Data volume reduction
Evaluating Data Volume in ClickHouse
Download and execute the script to evaluate the volume of data in ClickHouse:
wget https://docs.mitigator.ru/collector/v24.10/maintenance/reduce_db/utilization.sql && \
docker-compose exec -T clickhouse clickhouse-client -mn < utilization.sql
Running this script may take a long time.
This script calculates the following metrics:
min_date
- the earliest timestamp in the database;flow_quantity
- the number of flow records stored in the database;single_flow_size
- the average size of one flow record in bytes;max_flow_size
- the maximum available volume for storing flow records in bytes;max_flow_quantity
- The maximum available number of flow records that can be stored in the database;max_flow_rate
- The observed maximum rate of writing flow records per second;avg_flow_rate
- The observed average rate of writing flow records per second;ttl_for_max_flow_rate
- the recommended time-to-live (TTL) for records at the observed maximum write rate;ttl_for_avg_flow_rate
- the recommended TTL for records at the observed average write rate.
Based on these calculated metrics, choose new data compression periods and record TTLs.
Parameter | Calculation Method | Default Value |
---|---|---|
First Compression Period | Desired period of working with operational data.

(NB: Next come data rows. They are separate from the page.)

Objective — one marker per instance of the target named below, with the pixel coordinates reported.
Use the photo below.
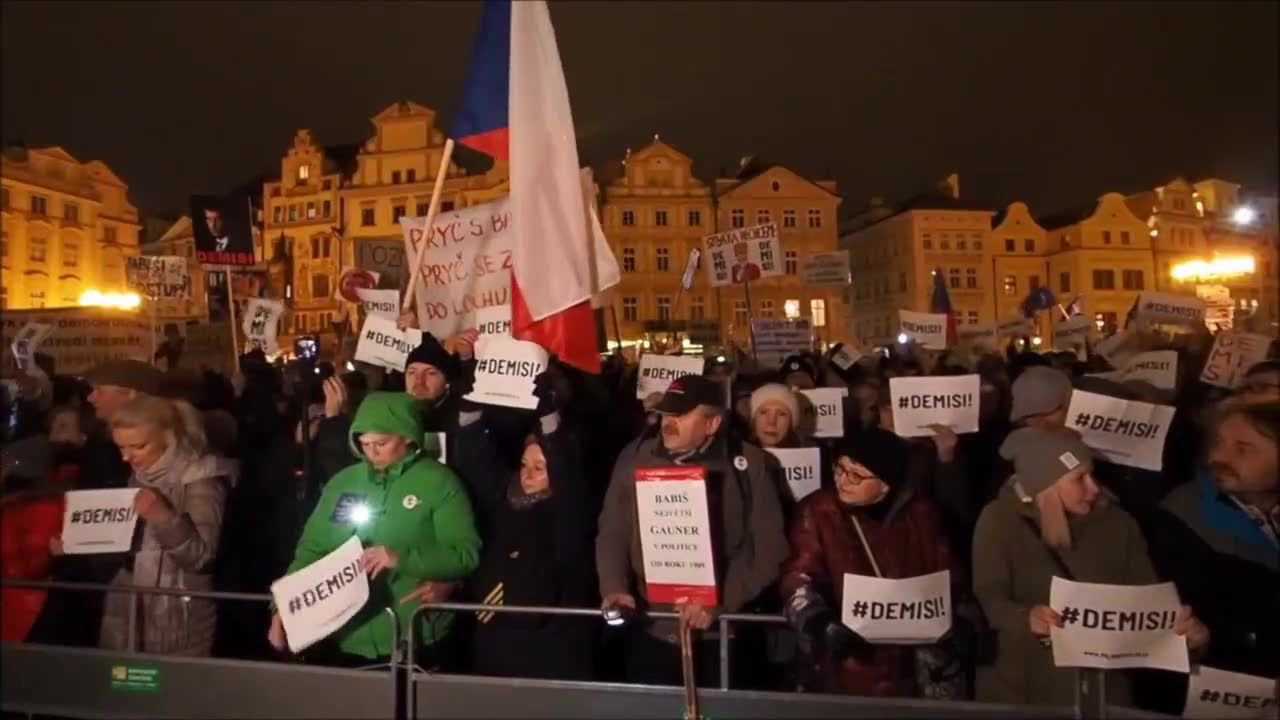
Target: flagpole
(426, 227)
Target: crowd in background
(245, 479)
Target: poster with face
(223, 229)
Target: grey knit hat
(1041, 456)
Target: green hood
(392, 413)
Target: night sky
(1048, 103)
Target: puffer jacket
(176, 555)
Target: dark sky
(1050, 103)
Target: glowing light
(1216, 268)
(120, 300)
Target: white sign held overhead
(890, 611)
(657, 372)
(803, 468)
(385, 345)
(99, 520)
(919, 402)
(318, 600)
(1116, 627)
(743, 255)
(1125, 432)
(506, 369)
(928, 329)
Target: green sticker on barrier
(136, 678)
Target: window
(320, 286)
(664, 308)
(1010, 285)
(818, 313)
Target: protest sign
(466, 265)
(929, 329)
(318, 600)
(382, 302)
(1169, 308)
(261, 323)
(494, 319)
(803, 468)
(504, 372)
(891, 611)
(159, 277)
(743, 255)
(657, 372)
(824, 410)
(1125, 432)
(1217, 695)
(82, 337)
(776, 338)
(919, 402)
(1232, 356)
(385, 345)
(1116, 627)
(99, 520)
(675, 534)
(826, 269)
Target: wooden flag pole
(426, 227)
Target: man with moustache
(748, 540)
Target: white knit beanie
(780, 393)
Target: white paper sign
(261, 323)
(919, 402)
(827, 405)
(803, 466)
(1232, 356)
(826, 269)
(1217, 695)
(383, 343)
(504, 372)
(99, 520)
(1125, 432)
(675, 534)
(929, 329)
(743, 254)
(657, 372)
(1115, 627)
(908, 611)
(318, 600)
(1169, 308)
(382, 302)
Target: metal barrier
(94, 683)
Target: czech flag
(515, 106)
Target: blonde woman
(179, 506)
(1051, 519)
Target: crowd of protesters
(246, 479)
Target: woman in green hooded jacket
(414, 519)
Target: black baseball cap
(688, 392)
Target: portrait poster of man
(223, 229)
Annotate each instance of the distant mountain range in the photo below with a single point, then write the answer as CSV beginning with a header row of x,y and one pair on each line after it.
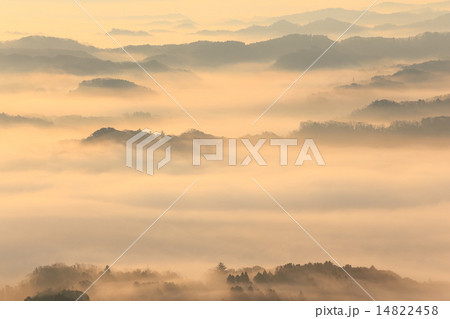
x,y
312,281
292,52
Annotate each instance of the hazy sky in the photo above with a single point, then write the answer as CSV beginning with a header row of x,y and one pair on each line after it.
x,y
65,19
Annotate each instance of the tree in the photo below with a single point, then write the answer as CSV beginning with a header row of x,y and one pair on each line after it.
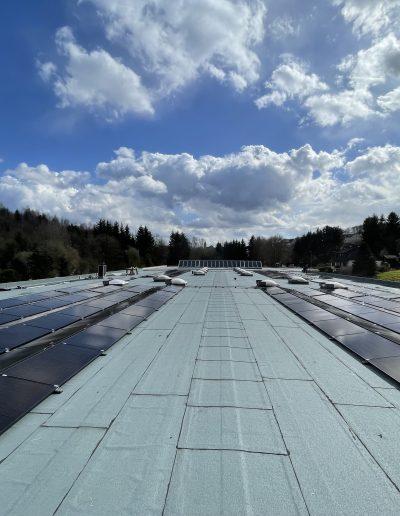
x,y
364,264
178,248
133,257
392,233
251,249
372,234
145,244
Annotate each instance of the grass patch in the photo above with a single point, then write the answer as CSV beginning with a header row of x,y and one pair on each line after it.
x,y
389,275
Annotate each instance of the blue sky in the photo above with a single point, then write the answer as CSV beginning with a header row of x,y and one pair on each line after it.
x,y
221,117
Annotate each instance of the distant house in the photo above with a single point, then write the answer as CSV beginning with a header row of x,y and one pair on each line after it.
x,y
391,259
344,259
352,235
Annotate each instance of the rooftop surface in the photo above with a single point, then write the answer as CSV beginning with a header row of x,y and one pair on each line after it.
x,y
221,402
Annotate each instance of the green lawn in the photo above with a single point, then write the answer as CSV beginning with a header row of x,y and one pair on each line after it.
x,y
390,275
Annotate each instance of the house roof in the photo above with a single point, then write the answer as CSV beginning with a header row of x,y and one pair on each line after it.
x,y
221,402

Less than the recommended TTL at maximum write rate | 1 month |
Second Compression Period | 0.5 * Recommended TTL at average write rate | 6 months |
Record TTL | Recommended TTL at average write rate | 1 year |
Procedure for setting recompression and Time-to-Live periods
Evaluate the data volume in ClickHouse and choose new recompression and TTL periods.
Check the number of flow records stored in the database does not exceed the maximum available number of flow records that can be stored in the database. If exceeded, manually remove old records.
Download the script for setting recompression and TTL periods:
wget https://docs.mitigator.ru/collector/v24.10/maintenance/reduce_db/volume_reduction.sql
Edit the script to specify new recompression and TTL periods for all tables.
Run the script:
docker-compose exec -T clickhouse clickhouse-client -mn < volume_reduction.sql
The new recompression and TTL periods will be applied within 4 hours. During application, there may be increased CPU load and disk usage. This will not affect processing of new data.
Manual data deletion in ClickHouse
To reduce the size of the database, you can delete old records by running the following commands:
docker-compose exec clickhouse clickhouse-client --query="ALTER TABLE collector.flows DELETE WHERE timestamp_sec < toUnixTimestamp('1970-01-01');" && \
docker-compose exec clickhouse clickhouse-client --query="ALTER TABLE collector.rate_metrics DELETE WHERE date < toDateTime('1970-01-01');" && \
docker-compose exec clickhouse clickhouse-client --query="ALTER TABLE collector.snmp_counters DELETE WHERE date < toDateTime('1970-01-01');"
where 1970-01-01
is the desired date.